# Picture taken at Possum Kingdom Lake



## wiley199 (May 22, 2004)

Picture of a large cat at Possum Kingdom Lake


----------



## troutredfish (Apr 18, 2005)




----------



## JWS.HOOKEM (Jun 24, 2008)

*Twins???*

Yesterday the caption read "Canyon Lake".


----------



## obiewan57 (Sep 14, 2005)

Probably decent photo shopping picture. I cannot tell for sure, if the fish has a flat head or not, tail does look a little rounded, cool picture anyway.

I last heard the fish was from Conroe.


----------



## ChuChu (Jan 23, 2010)

It is a wales catfish. Look at the tail. That picture has been around for years and it keeps coming back in another lake.


----------



## Pistol-Pete (Apr 13, 2015)

Boy does that catfish get around!

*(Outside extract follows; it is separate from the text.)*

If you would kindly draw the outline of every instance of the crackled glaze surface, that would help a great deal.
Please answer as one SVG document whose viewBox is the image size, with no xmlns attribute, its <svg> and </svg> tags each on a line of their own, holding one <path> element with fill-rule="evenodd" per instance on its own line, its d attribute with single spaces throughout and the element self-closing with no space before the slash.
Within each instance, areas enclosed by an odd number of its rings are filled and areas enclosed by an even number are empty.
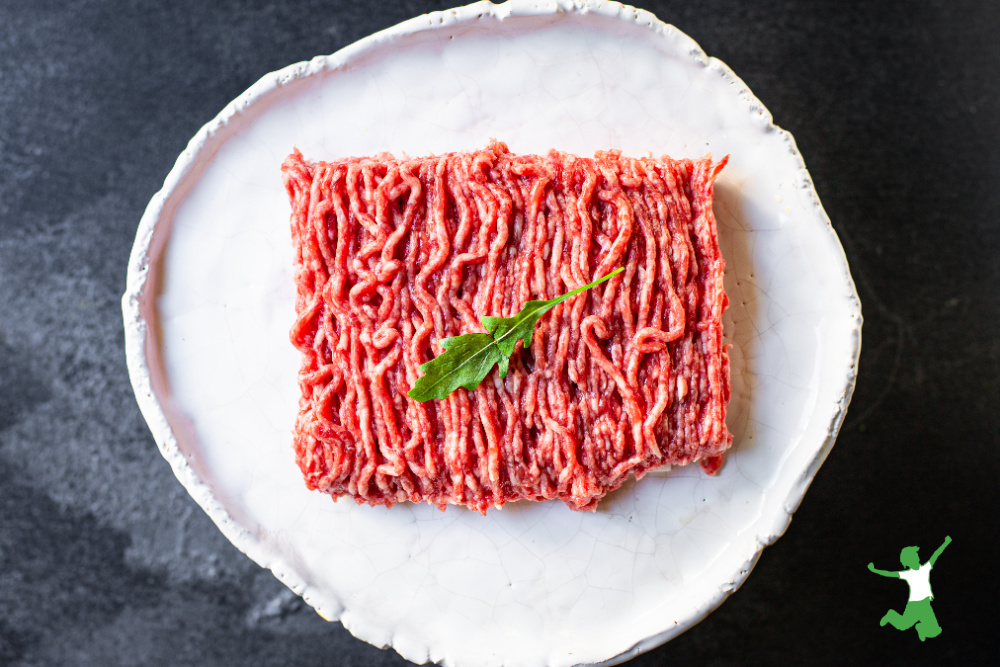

A real world traveler!


----------



## lonepinecountryclub (Jul 18, 2010)

Is this the infamous catfish that is supposed to be as big as a Volkswagen?


----------



## Chuck06R1 (Apr 7, 2015)

Wonder if the catfish could smell poop from inside that wetsuit


----------



## shadslinger (Aug 21, 2005)

I guess you would use a 30 pound buffalo for drifting bait.


----------



## lx22f/c (Jun 19, 2009)

shadslinger said:


> I guess you would use a 30 pound buffalo for drifting bait.


Or a scuba diver!!!


----------